Je me souviens ensuite d’avoir perdu contre Pierre-Hugues Herbert (ndlr: au 1er tour de Roland-Garros en 2019) après un match incroyable (ndlr en cinq sets). Il avait super bien joué, c’est ce que j’aime dans le tennis. Je n’étais pas loin du top 10, je suis arrivé en salle de presse, j’étais un peu frustré à cause du public et de tout un tas de choses. J’avais envie de faire court et de ne répondre que par deux mots. Il y avait un journaliste italien qui me posait des questions auxquelles je répondais par deux mots, pas plus. Il y avait des Russes qui me demandaient des trucs. Encore une fois, le gamin que j’étais se demandait s’il devait encore rêver de grandes choses.
Je ne vais pas vous expliquer pourquoi exactement, mais pendant le match aujourd’hui, j’ai compris que pour moi jouer au tennis, c’est de l’amusement. Je parlais des journalistes, mais j’aime vraiment m’adresser à vous, ça se voit. Ce n’est pas la question. Je vous parle juste des moments où les enfants arrêtent de rêver et aujourd’hui, c’était mon cas. Je ne vais pas vous dire pourquoi. Jusqu’à présent, je joue pour moi, ma famille, pour subvenir à ses besoins, pour les gens qui me font confiance, aussi pour les Russes, parce que je ressens beaucoup de soutien de leur part. Je vais vous le dire de cette façon : s’il y avait un tournoi sur dur à Moscou avant Roland-Garros ou Wimbledon, je le jouerais quitte à louper Roland-Garros ou Wimbledon. Le gamin a cessé de rêver. Il va jouer pour lui-même. C’est tout, c’est mon histoire, merci de m’avoir écouté. Maintenant, j’écoute vos questions sur le tennis ou autre. Mais ne vais pas répondre à des questions sur ce que je viens de vous dire (sourire).
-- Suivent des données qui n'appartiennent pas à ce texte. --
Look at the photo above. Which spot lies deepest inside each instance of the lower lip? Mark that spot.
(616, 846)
Que ressentez-vous désormais ?

Si on parle de tennis, je ne suis pas si déçu. C’était un math énorme. Bien sûr, il y a quelques petits points, quelques détails où j’aurais pu mieux faire pour gagner. Mais c’est le tennis, c’est la vie. C’était un match incroyable, Rafa a joué à un niveau surréel, il a hissé son niveau de jeu à deux sets zéro. Dans le cinquième, j’étais là à me dire de le faire courir, mais il était très fort, la manière dont il a joué après quatre heures ça m’a vraiment surpris. Mais on sait comment Rafa est capable de jouer. Il s’est arrêté pendant six mois, il m’a dit après le match qu’il ne s’était pas beaucoup entraîné, c’est dingue. Mais tennistiquement je n’ai pas trop de regrets, je vais continuer à faire de mon mieux, oui je vais même travailler encore plus, pour être un champion de ces grands tournois.

Est-ce que c’est le public qui vous a déçu ?

Je ne vais pas répondre à des questions sur cette histoire (sourires). Je vais juste vous donner un petit exemple. Avant le service de Rafa, même dans le cinquième, quand un spectateur criait, ce qui me surprenait, “Allez Daniil”, mille personnes réclamaient le silence, mais avant mon service, je n’ai pas entendu ça. C’est décevant. C’est un manque de respect. Je ne suis pas certain de vouloir continuer le tennis après 30 ans (ndlr: il aura 26 ans le 11 février prochain). On va voir ce que va me dire mon entourage, comment on va traverser ce moment tous ensemble, mais encore une fois, le gamin qui rêvait n’est plus en moi après cette journée. Ce sera compliqué de continuer le tennis dans ces conditions.